Run with node eval.mjs. Exits 1 if the average drops below 4.0/5 — which is what makes it a CI gate.

Running evals in CI

Add to your GitHub Actions workflow:

yaml

name: LLM Eval
on:
  pull_request:
    paths:
      - "prompts/**"
      - "src/llm/**"

jobs:
  eval:
    runs-on: ubuntu-latest
    steps:
      - uses: actions/checkout@v4
      - uses: actions/setup-node@v4
      - run: npm ci
      - run: node eval.mjs
        env:
          ANTHROPIC_API_KEY: ${{ secrets.ANTHROPIC_API_KEY }}

Triggers on any PR that touches the prompt or LLM code. Fails the PR if the eval threshold drops. The eval runs in 30-60 seconds for a 50-case dataset.
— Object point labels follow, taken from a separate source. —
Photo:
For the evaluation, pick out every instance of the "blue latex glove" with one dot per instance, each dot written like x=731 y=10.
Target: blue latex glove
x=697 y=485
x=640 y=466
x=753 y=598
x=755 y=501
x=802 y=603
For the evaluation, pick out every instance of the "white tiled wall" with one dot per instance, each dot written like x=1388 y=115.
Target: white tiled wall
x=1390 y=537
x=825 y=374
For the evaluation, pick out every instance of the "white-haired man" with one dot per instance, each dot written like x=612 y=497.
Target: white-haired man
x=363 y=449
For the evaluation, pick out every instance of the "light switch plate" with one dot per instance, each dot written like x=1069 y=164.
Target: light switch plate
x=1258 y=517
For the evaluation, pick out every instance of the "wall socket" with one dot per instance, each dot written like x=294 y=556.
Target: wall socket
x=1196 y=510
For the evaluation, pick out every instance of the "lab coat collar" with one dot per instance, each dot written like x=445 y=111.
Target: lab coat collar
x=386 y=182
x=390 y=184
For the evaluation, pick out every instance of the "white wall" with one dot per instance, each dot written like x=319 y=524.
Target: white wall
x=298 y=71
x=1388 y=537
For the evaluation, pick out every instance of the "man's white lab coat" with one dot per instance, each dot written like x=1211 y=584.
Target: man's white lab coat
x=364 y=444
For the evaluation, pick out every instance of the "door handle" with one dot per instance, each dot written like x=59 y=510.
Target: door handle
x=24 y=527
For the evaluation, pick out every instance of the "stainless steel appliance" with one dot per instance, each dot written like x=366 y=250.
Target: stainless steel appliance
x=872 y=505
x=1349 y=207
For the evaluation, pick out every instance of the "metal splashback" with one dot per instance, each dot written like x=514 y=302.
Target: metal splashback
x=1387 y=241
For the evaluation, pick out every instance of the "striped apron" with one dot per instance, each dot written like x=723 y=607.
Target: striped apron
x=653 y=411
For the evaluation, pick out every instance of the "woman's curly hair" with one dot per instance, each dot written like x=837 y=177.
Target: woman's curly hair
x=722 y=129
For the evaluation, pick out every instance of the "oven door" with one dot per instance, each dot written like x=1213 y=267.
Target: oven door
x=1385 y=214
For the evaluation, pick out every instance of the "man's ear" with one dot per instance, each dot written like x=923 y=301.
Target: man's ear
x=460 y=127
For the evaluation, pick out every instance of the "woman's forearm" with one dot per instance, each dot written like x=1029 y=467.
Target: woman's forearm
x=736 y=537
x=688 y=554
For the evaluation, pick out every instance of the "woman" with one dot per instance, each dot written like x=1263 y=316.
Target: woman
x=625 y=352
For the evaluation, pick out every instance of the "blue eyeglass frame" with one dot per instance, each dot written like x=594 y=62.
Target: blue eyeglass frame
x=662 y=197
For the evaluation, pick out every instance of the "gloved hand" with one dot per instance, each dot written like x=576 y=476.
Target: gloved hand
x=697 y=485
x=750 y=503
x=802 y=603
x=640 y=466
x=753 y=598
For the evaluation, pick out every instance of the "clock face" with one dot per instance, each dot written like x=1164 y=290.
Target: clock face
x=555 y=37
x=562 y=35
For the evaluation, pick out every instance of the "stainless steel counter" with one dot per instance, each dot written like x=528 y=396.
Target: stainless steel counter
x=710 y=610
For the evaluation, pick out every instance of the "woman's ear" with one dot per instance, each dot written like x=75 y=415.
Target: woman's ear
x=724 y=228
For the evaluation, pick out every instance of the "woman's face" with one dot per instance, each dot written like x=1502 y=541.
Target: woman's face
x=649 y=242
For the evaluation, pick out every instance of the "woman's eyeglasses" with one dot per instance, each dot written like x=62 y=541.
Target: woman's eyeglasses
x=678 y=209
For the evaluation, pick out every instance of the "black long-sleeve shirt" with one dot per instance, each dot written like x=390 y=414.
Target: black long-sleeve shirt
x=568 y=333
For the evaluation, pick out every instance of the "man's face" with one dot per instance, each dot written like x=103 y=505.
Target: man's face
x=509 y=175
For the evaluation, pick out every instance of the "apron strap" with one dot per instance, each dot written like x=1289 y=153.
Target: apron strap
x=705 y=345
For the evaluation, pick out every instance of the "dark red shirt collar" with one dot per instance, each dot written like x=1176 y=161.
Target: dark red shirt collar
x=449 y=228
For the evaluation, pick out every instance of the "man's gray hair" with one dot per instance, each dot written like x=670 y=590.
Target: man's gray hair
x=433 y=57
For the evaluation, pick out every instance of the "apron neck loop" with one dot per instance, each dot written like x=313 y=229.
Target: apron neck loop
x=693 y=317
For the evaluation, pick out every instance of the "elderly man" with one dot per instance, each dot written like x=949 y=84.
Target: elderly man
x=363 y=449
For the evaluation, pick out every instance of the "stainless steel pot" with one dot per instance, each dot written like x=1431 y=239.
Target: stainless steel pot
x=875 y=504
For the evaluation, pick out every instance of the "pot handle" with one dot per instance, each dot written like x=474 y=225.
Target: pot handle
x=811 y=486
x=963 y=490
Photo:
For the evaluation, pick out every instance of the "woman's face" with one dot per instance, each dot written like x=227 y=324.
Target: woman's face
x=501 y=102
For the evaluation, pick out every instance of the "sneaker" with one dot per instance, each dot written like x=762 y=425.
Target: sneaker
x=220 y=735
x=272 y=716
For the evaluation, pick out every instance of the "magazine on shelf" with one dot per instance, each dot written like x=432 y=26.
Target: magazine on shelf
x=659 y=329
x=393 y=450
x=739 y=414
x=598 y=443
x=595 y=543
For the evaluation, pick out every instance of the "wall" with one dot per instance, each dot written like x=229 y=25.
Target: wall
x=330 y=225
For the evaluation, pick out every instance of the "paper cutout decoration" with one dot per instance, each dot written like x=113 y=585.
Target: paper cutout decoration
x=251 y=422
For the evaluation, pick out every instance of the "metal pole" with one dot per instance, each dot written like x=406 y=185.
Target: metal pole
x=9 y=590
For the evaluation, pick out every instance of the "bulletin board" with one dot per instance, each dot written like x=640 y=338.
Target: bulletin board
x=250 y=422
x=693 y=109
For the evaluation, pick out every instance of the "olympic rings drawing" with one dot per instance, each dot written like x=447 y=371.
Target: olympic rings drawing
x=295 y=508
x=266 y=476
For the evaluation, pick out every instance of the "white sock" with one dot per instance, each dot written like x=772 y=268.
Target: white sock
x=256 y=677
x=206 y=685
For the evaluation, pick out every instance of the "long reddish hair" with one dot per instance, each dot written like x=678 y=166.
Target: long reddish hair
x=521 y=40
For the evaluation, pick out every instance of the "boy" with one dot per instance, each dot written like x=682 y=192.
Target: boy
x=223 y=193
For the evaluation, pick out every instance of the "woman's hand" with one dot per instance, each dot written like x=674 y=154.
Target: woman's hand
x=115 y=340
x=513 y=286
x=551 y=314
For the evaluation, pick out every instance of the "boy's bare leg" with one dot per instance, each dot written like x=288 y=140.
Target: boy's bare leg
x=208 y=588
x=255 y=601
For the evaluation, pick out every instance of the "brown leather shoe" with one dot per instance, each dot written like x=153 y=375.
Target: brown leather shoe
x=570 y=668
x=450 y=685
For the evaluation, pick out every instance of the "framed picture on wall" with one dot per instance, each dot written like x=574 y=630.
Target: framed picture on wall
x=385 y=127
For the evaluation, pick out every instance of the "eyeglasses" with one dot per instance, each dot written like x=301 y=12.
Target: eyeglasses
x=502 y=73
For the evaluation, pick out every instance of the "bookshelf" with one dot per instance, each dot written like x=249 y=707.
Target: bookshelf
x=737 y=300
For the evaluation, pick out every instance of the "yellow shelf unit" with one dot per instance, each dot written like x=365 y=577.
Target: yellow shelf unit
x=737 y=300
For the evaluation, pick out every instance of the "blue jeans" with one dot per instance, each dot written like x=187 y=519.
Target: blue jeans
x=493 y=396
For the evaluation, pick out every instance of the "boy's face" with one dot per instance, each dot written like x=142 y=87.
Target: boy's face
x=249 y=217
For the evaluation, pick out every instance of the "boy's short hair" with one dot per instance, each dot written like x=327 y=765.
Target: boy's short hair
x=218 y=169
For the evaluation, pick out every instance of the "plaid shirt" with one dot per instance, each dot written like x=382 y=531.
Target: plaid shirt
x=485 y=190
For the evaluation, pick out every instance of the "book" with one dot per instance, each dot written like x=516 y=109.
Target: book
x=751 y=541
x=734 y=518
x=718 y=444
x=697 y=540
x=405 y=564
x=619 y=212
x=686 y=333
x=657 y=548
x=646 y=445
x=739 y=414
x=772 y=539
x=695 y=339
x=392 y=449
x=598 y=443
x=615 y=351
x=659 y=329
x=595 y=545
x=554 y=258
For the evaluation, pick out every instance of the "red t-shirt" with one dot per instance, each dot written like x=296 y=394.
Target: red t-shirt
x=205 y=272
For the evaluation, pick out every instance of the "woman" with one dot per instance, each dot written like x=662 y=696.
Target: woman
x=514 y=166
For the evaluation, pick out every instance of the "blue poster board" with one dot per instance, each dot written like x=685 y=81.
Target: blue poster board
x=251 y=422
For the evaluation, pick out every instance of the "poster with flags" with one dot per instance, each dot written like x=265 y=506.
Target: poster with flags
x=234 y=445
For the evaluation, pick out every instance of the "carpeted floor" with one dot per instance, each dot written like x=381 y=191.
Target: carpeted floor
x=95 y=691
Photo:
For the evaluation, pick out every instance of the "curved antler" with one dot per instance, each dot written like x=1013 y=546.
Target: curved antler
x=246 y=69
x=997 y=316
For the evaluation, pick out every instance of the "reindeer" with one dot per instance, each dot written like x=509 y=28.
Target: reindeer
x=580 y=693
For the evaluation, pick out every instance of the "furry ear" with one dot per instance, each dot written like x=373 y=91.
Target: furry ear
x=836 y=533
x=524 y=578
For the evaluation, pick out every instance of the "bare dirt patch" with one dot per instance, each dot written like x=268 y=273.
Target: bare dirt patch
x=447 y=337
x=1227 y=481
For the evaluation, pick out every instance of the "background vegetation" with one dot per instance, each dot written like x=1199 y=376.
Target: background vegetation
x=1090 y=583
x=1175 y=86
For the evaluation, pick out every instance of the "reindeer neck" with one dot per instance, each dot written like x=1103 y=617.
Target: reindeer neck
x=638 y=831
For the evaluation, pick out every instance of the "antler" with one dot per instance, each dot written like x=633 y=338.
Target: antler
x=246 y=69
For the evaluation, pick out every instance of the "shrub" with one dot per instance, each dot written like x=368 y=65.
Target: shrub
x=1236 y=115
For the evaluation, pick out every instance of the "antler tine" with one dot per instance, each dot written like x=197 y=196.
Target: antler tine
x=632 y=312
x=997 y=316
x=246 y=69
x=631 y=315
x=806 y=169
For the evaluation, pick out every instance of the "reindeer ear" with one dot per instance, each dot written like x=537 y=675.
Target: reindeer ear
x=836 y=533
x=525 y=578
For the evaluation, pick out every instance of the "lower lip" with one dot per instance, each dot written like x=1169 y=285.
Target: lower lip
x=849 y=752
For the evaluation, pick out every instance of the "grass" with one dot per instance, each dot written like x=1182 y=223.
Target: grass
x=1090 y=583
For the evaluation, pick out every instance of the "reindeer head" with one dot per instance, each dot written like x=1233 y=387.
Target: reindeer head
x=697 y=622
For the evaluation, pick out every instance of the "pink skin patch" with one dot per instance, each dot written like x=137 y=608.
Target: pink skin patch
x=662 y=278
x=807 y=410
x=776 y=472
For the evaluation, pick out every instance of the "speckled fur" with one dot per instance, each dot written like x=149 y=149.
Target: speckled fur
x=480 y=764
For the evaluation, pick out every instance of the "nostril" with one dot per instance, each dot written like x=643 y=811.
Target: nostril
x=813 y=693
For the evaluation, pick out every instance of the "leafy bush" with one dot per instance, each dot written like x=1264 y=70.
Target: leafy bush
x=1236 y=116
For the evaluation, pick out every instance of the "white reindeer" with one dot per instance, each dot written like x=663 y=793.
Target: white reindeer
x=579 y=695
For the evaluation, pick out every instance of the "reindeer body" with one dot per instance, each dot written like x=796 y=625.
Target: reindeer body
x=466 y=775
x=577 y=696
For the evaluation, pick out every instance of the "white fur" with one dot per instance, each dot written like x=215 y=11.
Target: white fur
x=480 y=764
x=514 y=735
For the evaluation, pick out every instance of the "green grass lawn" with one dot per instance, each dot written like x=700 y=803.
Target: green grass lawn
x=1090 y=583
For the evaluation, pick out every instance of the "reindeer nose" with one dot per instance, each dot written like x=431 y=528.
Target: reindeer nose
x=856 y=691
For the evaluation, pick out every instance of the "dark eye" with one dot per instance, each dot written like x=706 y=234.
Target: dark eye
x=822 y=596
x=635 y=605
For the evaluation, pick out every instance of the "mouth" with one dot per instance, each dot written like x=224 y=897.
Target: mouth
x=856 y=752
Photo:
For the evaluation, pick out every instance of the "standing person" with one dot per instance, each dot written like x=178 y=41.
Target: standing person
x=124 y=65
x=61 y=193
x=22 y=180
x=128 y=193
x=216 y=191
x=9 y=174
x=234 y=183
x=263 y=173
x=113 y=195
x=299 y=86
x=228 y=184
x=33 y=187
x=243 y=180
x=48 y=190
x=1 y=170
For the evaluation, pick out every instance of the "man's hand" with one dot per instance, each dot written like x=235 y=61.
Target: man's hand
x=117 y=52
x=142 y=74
Set the threshold based on the baseline. If your current average is 4.3/5, set the gate at 4.0 (allows minor variance, blocks real regressions). Tune over time as you add cases.

Tracking quality over time

Beyond per-PR gating, log eval scores over time. Plot them in a dashboard:

Average score per model version
Per-case score history (regression-prone cases stand out)
Cost per eval run (to detect prompt bloat)
Failure-mode breakdown (which case categories are slipping)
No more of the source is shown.